É a partir dessa dialética do interno e do externo e da perpétua interiorização no homem, sob forma de conhecimento, das aquisições de sua ciência “exterior”, que é preciso experimentar o acesso consciente e voluntário à realidade natural transfigurada, isto é, tentar dominar o orgasmo. Dominar o orgasmo é conquistar todos os poderes. A esse respeito, nunca se dará importância suficiente ao estudo do modo de ação das drogas que, mesmo de maneira formal ou por simples analogia, permite estruturar certos estados reputados obscuros ou inefáveis e reconstituir sua gênese. Não colocaremos nenhuma irreverência nessa constatação, possível entre muitas outras, de que a oração, reduzida à repetição mecânica de fórmulas, entorpece certas funções para excitar outras e se inscreve ela também na série indefinida das drogas: a esse respeito, certos aproximações e conclusões se tornarão possíveis, que iluminarão de maneira útil a via chamada devocional. E talvez pressintamos desde já a verdade que buscamos se opusermos à artificialidade das drogas, que é a chave dessa via, uma naturalidade superior capaz de integrar sem esforço a tentação e a necessidade da droga e de sua repetição, assim como seus frutos, a via que chamaremos gnóstica, que permanece no momento para nós puramente teórica ou ideal, pois só a concebemos para escapar dos vícios, declínios, quedas ou ilusões inerentes à outra via, mas que todo nosso esforço presente tende justamente a abrir para se abolir como esforço.

A primeira questão é saber qual nível do corpo as drogas excitam e qual outro nível elas entorpecem. Toda embriaguez contém juntos fatores de euforia e agressividade. Em si, essa dualidade é banal. A euforia é o produto da dilatação, do desenraizamento do corpo; a agressividade, de sua necessidade de reencontro. Nos bêbados, a ideia fixa é a consequência ambivalente desses dois estados, participa de um e de outro, é um produto da necessidade de evasão e da necessidade de ancoragem; o bêbado insiste em se ver Deus ou César no pobre reino de suas ambições reprimidas. No entanto, há embriaguezes inspiradas como há embriaguezes vulgares. A euforia, que entorpece o corpo físico, liberta os sonhos e os ideais, mas estes valem o que vale o fundo gnósico capitalizado no homem, e podem habitar todos os círculos do céu e do inferno, do nível das larvas sem consciência ao das altas assunções.
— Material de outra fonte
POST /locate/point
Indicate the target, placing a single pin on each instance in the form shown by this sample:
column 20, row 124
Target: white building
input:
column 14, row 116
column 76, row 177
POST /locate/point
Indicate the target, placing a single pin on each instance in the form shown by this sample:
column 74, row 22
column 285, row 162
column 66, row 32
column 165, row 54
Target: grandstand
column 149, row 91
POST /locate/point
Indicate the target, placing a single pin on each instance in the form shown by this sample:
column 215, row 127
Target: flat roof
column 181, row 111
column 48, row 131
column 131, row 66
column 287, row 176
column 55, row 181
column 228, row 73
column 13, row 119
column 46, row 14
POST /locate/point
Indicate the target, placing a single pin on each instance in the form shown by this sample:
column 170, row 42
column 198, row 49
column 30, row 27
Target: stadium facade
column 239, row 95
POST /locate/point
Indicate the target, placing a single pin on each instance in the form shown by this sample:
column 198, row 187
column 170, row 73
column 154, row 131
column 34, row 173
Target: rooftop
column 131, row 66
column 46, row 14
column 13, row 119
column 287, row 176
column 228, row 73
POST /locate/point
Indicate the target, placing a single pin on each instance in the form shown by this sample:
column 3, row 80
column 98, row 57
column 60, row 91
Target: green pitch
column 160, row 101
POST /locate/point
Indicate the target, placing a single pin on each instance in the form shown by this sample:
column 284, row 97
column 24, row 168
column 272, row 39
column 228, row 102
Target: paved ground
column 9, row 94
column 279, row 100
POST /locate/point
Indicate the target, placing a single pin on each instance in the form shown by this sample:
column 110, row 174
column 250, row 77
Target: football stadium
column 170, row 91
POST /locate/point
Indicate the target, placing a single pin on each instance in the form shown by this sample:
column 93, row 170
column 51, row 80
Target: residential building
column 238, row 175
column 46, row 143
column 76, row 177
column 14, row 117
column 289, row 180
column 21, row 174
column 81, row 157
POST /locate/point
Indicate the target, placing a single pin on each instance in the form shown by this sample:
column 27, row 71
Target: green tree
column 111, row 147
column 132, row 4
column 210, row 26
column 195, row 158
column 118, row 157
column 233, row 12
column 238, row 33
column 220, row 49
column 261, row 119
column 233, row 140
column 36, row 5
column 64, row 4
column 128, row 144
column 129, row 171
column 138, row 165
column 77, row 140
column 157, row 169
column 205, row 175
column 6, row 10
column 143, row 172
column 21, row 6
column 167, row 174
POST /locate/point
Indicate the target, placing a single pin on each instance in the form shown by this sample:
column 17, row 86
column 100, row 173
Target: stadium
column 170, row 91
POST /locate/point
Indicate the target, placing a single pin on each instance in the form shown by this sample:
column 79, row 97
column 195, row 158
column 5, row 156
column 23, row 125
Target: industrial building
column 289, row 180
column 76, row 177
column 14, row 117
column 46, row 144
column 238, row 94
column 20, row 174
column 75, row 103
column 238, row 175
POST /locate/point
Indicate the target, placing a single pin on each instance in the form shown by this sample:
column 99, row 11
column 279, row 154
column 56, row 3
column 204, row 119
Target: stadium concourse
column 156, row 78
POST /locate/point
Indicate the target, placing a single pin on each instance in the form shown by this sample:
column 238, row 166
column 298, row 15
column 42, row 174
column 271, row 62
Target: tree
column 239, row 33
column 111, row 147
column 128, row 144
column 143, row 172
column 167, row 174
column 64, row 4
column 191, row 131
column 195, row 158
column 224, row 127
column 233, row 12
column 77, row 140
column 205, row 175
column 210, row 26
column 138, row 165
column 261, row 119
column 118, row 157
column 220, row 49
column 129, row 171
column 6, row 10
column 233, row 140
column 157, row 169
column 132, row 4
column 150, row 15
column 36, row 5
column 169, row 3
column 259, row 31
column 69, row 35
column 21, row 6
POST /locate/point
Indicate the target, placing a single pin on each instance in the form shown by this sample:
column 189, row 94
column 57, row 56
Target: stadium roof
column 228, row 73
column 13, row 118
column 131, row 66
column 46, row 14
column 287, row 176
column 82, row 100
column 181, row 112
Dir-se-ia que a droga só dilata ou relaxa o corpo físico na horizontal, em modo de amplitude, para libertar o corpo psíquico ou o corpo mental na vertical, em modo de intensidade, e aliás nos dois sentidos dessa vertical, para Satanás, que é a matéria privada de espírito, e para Lúcifer, que é o espírito recusando a matéria. Daí uma definição possível: é “droga” tudo o que aumenta a tensão do par tellurismo-niilismo. Daí também as ambiguidades que a embriaguez conhece: o inspirado exausto ou decepcionado cai na devassidão, mas uma devassidão inventiva, os místicos se tornam libertinos e libertinos devassos, o “trago de cachaça” libera os instintos de assassinato ao mesmo tempo que os de sacrifício e faz indiferentemente assassinos e heróis.